Miami-Dade, the country’s fourth-largest school district, first built its own Clever-like system eight years ago, with a single sign-on interface for teachers and a team that vetted and signed contracts with outside developers to ensure proper use of student data.
But it was hugely complex and time-consuming. “Every time we got a new partner, we had to stop and write up legal documents, and our tech people had to develop a new sign-on interface,” said Debbie Karcher, the district’s chief information officer. “It took quite a bit of time and money.”
When Miami-Dade switched to Clever three years ago, in the company’s infancy, the district immediately saw a difference. “On our end, it’s a one-time action, and then Clever does the rest,” said Karcher. “It saves us so much time.”

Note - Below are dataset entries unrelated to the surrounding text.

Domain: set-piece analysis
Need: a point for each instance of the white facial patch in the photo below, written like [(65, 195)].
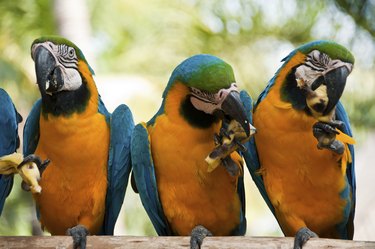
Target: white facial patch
[(317, 64), (209, 102), (66, 61)]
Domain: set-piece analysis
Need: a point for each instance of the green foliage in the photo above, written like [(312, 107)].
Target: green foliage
[(150, 38)]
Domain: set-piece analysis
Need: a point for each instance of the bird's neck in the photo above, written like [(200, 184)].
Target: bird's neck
[(284, 92), (179, 107), (65, 103)]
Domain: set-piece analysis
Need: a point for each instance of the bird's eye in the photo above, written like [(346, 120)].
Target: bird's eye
[(71, 52)]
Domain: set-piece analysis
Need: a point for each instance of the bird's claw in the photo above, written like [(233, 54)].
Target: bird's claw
[(302, 236), (241, 147), (79, 234), (326, 133), (338, 124), (197, 236), (327, 128), (230, 166)]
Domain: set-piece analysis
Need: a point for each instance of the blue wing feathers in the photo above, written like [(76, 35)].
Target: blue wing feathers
[(119, 165), (350, 172), (251, 155), (9, 141), (31, 129), (144, 175)]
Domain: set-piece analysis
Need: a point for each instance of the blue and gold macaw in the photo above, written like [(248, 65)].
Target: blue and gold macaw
[(89, 148), (304, 168), (168, 154), (9, 140)]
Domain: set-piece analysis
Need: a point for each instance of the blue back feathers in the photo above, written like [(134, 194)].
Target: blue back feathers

At first, Karcher said, the switch was about the ease of the single-sign on, saving teachers and the tech department time and money. But their relationship with Clever has become increasingly about privacy. “We started realizing how much student data we were sending out, and how important it was, and we became more reliant” on Clever to monitor and safeguard the data being sent.
That was in part because the nature of the student data being used has begun to change, said Jorge Fernandez, district executive of Miami-Dade County Public Schools. “Apps want more and more detailed information on who students are — making things unique to students instead of just delivering content.”
Miami-Dade now requires new vendors to integrate Clever. If they don’t, Miami-Dade charges them for the time and expense of drawing up contracts and integrating systems. “When we hear that a vendor’s using Clever, our ears perk up,” Karcher said. “That automatically makes it easier on our side.”